Consumer groups gave a guarded welcome to the announcement. But trade unions said that up to 10,000 jobs could be scsrapped and warned of a greater risk of lengthy blackouts.
Mr McCarthy insisted that, although the new price caps will lead to an average cut in bills of only pounds 15, consumers could eventually enjoy savings of as much as pounds 50 as competition stiffens and electricity trading is liberalised, leading to lower generation charges.
So far, three million consumers - one in eight households - have changed supplier, making savings of pounds 20 to pounds 30 a year. To try to accelerate the rate of switching, ministers intend to change the rules so customers who are in debt to their existing supplier can still change to a rival supplier.
Mr McCarthy said the price curbs would transfer almost pounds 1bn a year from electricity companies to customers. PowerGen, which supplies 2.5 million households, mainly in the Midlands, immediately pledged to reduce bills by more than the minimum.
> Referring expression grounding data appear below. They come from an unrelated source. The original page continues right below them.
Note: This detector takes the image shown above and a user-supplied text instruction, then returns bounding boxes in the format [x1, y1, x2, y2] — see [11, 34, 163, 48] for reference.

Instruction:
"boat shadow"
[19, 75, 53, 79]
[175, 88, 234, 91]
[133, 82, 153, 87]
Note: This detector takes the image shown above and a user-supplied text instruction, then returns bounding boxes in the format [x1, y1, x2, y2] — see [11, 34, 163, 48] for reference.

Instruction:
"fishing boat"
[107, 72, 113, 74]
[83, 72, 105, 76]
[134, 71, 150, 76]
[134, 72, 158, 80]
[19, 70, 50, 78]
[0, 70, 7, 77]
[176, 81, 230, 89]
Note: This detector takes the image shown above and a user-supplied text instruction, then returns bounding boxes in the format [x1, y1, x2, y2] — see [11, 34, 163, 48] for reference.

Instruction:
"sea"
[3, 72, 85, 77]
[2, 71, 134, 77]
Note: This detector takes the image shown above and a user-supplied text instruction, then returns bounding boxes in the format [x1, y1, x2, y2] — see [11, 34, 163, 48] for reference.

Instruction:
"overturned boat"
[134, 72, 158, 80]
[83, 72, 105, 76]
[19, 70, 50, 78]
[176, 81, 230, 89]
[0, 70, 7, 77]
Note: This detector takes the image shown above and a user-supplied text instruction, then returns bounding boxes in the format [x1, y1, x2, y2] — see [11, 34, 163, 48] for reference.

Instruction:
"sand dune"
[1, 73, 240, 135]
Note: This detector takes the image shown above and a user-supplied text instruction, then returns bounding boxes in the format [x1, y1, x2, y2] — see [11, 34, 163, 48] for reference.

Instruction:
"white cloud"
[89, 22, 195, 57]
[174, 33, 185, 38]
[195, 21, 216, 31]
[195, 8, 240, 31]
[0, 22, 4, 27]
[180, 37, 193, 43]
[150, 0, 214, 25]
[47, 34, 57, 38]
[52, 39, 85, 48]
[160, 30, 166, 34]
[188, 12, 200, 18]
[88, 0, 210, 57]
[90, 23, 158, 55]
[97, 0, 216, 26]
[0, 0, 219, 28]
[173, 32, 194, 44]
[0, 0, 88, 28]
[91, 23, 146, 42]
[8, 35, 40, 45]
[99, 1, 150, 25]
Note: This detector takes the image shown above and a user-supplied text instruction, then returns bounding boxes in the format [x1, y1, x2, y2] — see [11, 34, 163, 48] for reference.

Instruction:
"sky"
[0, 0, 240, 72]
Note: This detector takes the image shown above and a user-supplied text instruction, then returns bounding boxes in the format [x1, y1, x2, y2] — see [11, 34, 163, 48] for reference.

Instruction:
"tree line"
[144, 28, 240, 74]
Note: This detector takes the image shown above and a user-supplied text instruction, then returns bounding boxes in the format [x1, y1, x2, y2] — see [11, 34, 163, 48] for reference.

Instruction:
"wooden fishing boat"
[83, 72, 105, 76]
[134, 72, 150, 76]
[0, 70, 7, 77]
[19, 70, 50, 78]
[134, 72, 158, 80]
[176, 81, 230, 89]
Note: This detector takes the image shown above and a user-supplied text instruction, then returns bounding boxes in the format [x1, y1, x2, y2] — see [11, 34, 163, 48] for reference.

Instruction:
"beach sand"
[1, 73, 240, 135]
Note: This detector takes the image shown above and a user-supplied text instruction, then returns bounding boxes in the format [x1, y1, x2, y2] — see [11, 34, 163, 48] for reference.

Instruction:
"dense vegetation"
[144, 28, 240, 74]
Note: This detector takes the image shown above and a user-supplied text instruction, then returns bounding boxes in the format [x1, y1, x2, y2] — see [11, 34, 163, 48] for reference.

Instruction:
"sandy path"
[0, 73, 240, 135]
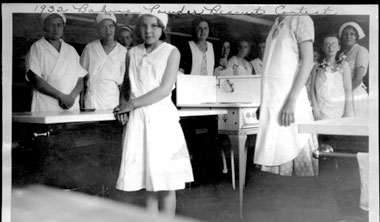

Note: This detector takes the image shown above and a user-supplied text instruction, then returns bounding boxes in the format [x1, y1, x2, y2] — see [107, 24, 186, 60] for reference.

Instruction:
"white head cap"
[96, 12, 117, 24]
[339, 22, 366, 40]
[120, 25, 133, 33]
[40, 13, 66, 27]
[138, 12, 168, 29]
It said average electricity bills would fall by pounds 22 next year while gas bills would come down by pounds 19.
The Ofgem-ordered cut in charges will reduce the typical electricity bill from pounds 251 to pounds 236 from next April. On top of reductions in water and gas bills announced in the past week, millions of households will see their overall utility charges fall by an average of pounds 60 a year.
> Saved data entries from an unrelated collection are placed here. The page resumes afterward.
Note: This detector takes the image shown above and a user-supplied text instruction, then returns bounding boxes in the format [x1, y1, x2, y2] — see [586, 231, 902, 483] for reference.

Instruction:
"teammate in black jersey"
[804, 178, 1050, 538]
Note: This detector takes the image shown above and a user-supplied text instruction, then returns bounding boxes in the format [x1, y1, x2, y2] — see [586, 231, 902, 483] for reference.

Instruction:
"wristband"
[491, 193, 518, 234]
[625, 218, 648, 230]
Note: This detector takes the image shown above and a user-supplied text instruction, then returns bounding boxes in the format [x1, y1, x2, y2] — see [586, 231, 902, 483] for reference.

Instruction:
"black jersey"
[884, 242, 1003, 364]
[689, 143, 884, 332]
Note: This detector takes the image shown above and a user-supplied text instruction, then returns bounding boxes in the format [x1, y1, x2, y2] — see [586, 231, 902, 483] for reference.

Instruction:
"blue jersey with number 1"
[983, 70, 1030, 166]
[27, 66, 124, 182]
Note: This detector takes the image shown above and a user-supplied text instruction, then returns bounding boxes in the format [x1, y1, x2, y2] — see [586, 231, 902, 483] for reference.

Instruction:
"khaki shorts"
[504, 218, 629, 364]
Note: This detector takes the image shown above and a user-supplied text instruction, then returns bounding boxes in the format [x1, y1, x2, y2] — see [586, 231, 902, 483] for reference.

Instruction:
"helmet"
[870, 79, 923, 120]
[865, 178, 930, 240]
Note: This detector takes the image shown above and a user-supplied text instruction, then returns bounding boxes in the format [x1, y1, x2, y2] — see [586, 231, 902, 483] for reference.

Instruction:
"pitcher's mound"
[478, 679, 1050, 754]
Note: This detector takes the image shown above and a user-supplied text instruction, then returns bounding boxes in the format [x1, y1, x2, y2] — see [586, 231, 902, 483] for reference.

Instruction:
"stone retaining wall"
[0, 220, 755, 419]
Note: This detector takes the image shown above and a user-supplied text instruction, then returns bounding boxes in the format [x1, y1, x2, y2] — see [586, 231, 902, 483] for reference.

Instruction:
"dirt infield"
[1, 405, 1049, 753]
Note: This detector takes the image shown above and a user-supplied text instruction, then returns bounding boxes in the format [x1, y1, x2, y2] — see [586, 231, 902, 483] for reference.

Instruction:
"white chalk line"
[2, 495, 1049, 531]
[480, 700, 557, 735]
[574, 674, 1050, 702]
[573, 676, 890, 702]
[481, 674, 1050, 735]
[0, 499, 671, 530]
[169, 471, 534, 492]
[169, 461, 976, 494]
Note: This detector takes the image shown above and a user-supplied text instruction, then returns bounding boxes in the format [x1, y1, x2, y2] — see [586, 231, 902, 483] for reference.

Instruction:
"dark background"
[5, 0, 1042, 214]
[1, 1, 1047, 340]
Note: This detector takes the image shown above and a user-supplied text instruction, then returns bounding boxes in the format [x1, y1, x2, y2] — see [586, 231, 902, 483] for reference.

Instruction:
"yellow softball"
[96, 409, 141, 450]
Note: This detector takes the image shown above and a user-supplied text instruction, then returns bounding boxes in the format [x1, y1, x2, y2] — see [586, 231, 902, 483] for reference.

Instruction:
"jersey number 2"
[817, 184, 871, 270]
The size of the cuts in power bills will vary by region. Customers of Northern Electric will see the biggest reduction with average bills falling by pounds 28 next year. Households in the region covered by Southern Electric will see the smallest reduction, of pounds 7 a year.
Sir Ken Jackson, general secretary of the AEEU, an engineering union, said the industry had already shed 80,000 jobs since privatisation and any further cuts would put supplies at risk. "There'll be too few skilled people to service the network and ensure a secure supply. It may take weeks rather than days to restore power after a blackout."